Truly Evil People are monsters, and it is blasphemous to even speak of their desiring something good, because to do so humanizes them instead of righteously condemning them as the monsters they are. We charming rogues, on the other hand, should we find ourselves having to “go to the Dark Side” to fight the Truly Evil, always do so out of a noble fundamental commitment to goodness and are, in a way, self-sacrificing martyrs bravely willing to face even damnation by God Almighty Himself if necessary, if only that the greater good may be done by defeating Truly Evil people.
In fact, however, this notion that Truly Evil people are distinguished from us because they desire evil ends is false. That’s because every sin, whether venial or mortal, is committed in the disordered attempt to achieve some good end. Everything from the Holocaust to your hand in the cookie jar is the disordered attempt to obtain some good. And indeed, the more exalted the good end, the more the sinner can feel justified in doing something monstrous to achieve it. For this reason, sins do not become “not sins” merely because we intend some good end.
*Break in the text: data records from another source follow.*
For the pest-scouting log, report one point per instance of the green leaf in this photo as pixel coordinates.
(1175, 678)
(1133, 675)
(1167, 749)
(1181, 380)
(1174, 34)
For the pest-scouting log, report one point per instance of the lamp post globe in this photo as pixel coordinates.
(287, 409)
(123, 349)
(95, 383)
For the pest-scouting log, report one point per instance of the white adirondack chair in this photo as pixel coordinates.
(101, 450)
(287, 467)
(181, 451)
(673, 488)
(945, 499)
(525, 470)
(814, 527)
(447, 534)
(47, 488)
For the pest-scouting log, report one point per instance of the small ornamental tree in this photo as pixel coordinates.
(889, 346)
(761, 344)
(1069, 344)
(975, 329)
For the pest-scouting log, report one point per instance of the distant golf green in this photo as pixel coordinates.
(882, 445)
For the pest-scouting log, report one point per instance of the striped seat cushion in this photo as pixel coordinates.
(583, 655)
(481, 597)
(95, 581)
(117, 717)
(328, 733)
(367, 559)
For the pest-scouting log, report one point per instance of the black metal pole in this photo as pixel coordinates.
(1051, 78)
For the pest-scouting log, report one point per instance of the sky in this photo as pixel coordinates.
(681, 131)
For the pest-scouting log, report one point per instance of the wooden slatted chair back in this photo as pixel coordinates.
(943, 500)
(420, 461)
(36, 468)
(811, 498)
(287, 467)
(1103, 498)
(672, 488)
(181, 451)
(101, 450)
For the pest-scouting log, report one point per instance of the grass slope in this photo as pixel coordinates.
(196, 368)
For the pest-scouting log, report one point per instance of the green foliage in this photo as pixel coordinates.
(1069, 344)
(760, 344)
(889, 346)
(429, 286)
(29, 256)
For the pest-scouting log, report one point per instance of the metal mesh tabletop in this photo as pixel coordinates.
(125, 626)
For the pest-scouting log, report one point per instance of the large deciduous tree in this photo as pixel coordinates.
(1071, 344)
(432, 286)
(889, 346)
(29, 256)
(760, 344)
For the simple fact is that everybody, from the kid fibbing about the piggy bank to Adolf Hitler, is seeking some good end. What makes a sin a sin is not that the end sought is not good, but that a good end is sought by evil means. The severity of a sin is measured not by the nobility of the end we seek — Hitler, after all, sought a glorious renewed Germany risen from the ashes of World War I — but by how radically disordered are the means we use to achieve that end (e.g., the death of millions innocent people).
To say, “But I meant well” if we merely mean, “There was some good thing I was pursuing because I loved it and thought it would bring me happiness” is no sign at all that we are a saint. After all, Judas Iscariot could say as much. He wanted something good (i.e., money, peace from his tormented conscience, etc.). Hitler wanted happiness and various good ends (power, a greater Germany, etc.) He was motivated by love for something (his own glory, the glory of the Fatherland, a perverted and swollen love of country that vaunted itself again the love of his non-German neighbor and even against the love of God, as nationalism tends to do).
Every freakish monster in history, from John Wayne Gacy to Jeffrey Dahmer to Ted Bundy, was, in some way or other, seeking a good end (sexual pleasure, power, etc.) So does every sinner, great and small, who says, “Let us do evil that good may come of it.”
Any idiot can want happiness, because it’s impossible for any idiot to not want happiness. The trick — always — is to pursue happiness without cutting moral corners — like, say, “You shall not murder.” It is only when we pursue the good end without using sinful means — not robbing the piggy bank to buy Mom the present, not destroying the baby to ward off poverty, not incinerating children in their beds to win the war, not torturing the prisoner to save your skin — that we can truly say we meant well.
Desiring happiness is a defining characteristic of what it means to be human. It is a great inbuilt faculty from God. But it is not the defining characteristic of a saint. For a saint seeks happiness by God’s means only and refuses the enticement of the devil to take shortcuts to Wisdom as he whispers, “You shall not surely die. Go ahead and disobey. In fact, it will make you like God if you do!”